The Andersons' teaching method was very informal. There were no classes in an academic sense, only conversations and the occasional ritual, usually followed by a home-cooked meal. Discussions with Victor were non-linear and overflowing with information. Someone once aptly remarked that talking to Victor was like to trying to drink from a fire hose. Often the connecting threads and underlying patterns in the information didn't become apparent until later on. There was also a non-verbal component to Victor's teaching. He was a true shaman, and had the ability to shift the consciousness of his students on a level well below the surface of conversation.

According to Kelly:

Studying with Victor presented some unusual problems. He demanded as much respect as any working-class grandfather might. One could ask for clarification, but to even hint that one disagreed with him, or worse yet, to contradict him, would result in an immediate and permanent order to leave. One was tempted to ask such forbidden questions because Victor lived in mythic time and was totally uninterested in other people's concepts of logic or consistency;... Another student told me that when Victor read a new book and believed it was true, then he considered it to have always been true and would rethink his history accordingly.

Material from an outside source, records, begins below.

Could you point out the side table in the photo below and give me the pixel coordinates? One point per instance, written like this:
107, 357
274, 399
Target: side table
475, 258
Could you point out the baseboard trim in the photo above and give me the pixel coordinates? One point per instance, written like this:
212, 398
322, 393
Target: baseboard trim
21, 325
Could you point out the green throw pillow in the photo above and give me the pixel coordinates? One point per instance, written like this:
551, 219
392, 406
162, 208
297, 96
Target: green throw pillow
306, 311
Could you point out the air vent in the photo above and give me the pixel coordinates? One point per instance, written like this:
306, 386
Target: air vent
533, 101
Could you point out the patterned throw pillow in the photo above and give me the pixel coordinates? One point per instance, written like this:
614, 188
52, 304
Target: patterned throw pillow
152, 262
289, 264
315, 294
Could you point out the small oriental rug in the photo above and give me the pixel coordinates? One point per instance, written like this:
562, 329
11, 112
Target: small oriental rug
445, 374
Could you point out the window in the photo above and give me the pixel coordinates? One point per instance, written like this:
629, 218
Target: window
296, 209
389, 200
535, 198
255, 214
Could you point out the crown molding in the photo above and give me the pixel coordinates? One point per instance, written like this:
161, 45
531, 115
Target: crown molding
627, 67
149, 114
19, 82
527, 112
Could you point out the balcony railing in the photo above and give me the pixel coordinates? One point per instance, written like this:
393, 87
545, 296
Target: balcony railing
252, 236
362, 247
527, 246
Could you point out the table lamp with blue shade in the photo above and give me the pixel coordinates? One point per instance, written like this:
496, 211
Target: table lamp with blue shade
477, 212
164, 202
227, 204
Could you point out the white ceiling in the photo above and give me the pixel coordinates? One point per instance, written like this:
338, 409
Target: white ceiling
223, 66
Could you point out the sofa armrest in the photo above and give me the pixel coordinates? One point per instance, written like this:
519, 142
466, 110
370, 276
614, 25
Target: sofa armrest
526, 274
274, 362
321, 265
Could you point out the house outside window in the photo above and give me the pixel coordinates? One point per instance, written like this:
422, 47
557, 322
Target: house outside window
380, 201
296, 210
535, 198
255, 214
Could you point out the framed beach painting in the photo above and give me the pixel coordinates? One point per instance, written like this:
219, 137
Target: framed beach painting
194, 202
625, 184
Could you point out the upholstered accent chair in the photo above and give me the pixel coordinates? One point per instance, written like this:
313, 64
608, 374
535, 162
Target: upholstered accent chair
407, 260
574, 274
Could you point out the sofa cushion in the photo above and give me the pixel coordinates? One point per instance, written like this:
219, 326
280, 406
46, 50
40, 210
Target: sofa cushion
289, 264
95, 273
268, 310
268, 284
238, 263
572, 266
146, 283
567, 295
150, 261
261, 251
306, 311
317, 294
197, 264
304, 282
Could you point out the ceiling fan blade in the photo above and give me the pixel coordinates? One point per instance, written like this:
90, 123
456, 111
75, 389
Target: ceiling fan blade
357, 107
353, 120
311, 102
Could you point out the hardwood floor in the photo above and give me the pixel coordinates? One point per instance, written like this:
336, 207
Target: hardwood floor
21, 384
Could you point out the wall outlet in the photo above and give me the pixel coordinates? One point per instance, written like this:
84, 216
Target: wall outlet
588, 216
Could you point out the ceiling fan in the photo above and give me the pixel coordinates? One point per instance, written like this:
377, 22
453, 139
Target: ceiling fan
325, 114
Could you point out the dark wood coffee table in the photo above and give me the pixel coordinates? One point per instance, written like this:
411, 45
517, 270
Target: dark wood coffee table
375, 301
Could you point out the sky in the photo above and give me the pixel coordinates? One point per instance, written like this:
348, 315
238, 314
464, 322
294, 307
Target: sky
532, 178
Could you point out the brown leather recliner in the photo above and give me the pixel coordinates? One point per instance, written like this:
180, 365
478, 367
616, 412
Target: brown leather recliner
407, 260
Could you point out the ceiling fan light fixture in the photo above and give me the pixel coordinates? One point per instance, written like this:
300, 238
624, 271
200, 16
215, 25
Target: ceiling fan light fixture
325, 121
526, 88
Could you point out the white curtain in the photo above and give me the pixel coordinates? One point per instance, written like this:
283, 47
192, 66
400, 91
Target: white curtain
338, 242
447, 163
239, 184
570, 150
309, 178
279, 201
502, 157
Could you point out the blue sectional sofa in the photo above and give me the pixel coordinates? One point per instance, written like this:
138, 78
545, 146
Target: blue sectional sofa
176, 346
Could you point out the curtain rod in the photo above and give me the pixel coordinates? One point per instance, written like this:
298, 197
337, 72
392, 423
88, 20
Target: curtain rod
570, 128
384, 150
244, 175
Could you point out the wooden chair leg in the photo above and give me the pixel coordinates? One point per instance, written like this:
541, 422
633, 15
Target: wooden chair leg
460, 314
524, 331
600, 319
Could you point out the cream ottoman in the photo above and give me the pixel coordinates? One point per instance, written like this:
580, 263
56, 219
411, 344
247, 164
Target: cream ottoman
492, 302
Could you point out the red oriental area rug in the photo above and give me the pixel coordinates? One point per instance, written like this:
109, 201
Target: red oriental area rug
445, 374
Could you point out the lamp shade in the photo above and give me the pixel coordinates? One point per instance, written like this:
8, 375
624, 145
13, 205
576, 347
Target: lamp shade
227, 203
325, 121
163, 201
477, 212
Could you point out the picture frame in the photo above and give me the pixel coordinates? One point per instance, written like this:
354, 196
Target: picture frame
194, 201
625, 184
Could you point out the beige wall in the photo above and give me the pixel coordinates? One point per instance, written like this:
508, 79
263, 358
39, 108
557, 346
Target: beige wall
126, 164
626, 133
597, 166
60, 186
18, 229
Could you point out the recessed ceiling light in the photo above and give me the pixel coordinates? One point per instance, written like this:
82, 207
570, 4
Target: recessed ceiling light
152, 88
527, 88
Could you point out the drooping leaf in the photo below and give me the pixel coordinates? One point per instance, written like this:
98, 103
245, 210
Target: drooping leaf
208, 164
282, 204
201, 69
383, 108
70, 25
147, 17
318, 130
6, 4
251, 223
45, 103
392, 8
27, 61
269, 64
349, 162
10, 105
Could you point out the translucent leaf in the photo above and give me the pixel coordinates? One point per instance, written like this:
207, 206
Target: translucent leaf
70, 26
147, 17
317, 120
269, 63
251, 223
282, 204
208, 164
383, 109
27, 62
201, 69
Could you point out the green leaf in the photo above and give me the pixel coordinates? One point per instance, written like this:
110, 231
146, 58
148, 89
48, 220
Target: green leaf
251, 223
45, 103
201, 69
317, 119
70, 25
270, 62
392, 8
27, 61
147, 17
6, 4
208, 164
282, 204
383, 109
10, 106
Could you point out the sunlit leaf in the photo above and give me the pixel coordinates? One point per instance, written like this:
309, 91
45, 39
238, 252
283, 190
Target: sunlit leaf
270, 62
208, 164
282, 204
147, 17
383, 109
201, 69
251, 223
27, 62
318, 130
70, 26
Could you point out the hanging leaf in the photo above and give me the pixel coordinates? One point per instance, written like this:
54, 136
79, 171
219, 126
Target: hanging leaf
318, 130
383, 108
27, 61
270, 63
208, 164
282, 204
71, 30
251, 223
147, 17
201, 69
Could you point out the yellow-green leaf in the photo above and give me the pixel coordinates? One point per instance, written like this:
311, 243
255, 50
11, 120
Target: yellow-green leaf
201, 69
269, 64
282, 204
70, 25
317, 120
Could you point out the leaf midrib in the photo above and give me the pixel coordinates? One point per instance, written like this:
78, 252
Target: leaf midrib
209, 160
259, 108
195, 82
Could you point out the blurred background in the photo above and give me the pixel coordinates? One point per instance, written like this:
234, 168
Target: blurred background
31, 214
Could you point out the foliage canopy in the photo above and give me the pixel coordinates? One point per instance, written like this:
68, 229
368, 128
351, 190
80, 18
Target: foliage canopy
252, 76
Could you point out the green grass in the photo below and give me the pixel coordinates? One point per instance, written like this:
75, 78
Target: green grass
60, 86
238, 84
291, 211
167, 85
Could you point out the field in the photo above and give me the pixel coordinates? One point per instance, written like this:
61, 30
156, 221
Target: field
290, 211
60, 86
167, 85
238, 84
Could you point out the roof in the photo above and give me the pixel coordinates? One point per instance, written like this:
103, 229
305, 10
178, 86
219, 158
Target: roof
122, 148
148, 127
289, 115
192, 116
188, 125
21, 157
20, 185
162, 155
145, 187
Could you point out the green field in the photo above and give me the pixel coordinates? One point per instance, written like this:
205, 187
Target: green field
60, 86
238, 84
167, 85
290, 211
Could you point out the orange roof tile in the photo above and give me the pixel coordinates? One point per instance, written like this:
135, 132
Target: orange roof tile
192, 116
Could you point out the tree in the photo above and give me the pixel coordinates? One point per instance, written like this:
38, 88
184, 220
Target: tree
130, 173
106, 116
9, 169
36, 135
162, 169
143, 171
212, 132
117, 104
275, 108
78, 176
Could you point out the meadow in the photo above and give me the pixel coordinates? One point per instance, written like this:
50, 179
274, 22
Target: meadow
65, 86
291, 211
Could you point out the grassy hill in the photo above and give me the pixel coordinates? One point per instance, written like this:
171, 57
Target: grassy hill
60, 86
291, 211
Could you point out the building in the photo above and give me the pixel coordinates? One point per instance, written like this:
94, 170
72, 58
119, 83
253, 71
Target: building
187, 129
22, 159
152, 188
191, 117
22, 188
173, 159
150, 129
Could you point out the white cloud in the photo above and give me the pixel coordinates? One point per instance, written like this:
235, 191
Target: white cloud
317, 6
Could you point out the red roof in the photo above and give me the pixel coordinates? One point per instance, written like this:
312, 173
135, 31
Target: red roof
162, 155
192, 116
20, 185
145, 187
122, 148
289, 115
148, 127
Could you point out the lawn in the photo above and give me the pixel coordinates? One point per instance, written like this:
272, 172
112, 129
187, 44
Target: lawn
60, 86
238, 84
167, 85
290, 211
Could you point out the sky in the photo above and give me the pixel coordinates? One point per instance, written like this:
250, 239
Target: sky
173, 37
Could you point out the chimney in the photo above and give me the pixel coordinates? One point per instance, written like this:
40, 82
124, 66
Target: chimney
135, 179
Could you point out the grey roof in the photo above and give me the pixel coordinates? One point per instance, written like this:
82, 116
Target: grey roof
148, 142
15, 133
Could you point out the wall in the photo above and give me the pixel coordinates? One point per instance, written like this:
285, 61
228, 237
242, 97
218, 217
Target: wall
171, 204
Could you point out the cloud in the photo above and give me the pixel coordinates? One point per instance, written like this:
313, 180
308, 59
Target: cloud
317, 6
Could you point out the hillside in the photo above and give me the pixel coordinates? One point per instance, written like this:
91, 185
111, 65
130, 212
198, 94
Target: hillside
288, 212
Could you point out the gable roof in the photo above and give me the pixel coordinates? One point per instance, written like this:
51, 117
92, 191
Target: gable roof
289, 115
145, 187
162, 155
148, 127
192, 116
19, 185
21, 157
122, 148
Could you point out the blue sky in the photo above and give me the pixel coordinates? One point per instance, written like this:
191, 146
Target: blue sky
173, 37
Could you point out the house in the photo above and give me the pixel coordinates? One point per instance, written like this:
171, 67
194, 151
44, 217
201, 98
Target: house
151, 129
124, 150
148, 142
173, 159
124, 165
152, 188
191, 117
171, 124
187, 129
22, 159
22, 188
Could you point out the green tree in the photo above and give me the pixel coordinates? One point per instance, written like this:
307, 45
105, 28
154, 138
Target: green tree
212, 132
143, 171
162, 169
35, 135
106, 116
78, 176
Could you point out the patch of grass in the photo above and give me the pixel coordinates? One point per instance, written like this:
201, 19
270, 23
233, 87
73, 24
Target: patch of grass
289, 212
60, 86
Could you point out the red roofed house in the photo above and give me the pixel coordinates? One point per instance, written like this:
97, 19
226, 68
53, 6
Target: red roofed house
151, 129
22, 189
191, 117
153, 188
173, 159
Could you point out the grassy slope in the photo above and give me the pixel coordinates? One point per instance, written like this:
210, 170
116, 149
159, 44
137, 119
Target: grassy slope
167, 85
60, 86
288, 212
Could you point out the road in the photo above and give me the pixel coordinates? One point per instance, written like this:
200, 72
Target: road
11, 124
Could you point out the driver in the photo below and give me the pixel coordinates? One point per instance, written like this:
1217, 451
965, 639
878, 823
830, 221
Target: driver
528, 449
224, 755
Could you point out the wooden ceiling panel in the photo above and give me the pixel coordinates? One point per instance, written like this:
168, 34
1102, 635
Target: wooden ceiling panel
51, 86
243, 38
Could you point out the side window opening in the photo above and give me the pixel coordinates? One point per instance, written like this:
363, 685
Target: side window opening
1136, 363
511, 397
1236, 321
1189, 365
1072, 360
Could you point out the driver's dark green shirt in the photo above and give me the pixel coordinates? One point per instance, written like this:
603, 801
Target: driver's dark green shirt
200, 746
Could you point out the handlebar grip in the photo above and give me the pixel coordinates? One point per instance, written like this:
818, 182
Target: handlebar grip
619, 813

According to one initiate, Jim Schuette, Anderson was "a taskmaster. He took pride in testing his students."
One of those initiated into the Andersons' Feri tradition was Starhawk, who incorporated ideas from the Feri tradition when creating Reclaiming. She also included aspects from it in her 1979 book, The Spiral Dance, including mention of the Iron and Pearl Pentagram and the three souls, all of which originated within Feri.
Another prominent initiate was Gabriel Carillo (Caradoc ap Cador), who in the late 1970s developed a written body of Feri teachings, and began offering paid classes in the tradition in the 1980s, generating the Bloodrose lineage; doing so generated controversy among Feri initiates, with critics believing that it was morally wrong to charge for teaching.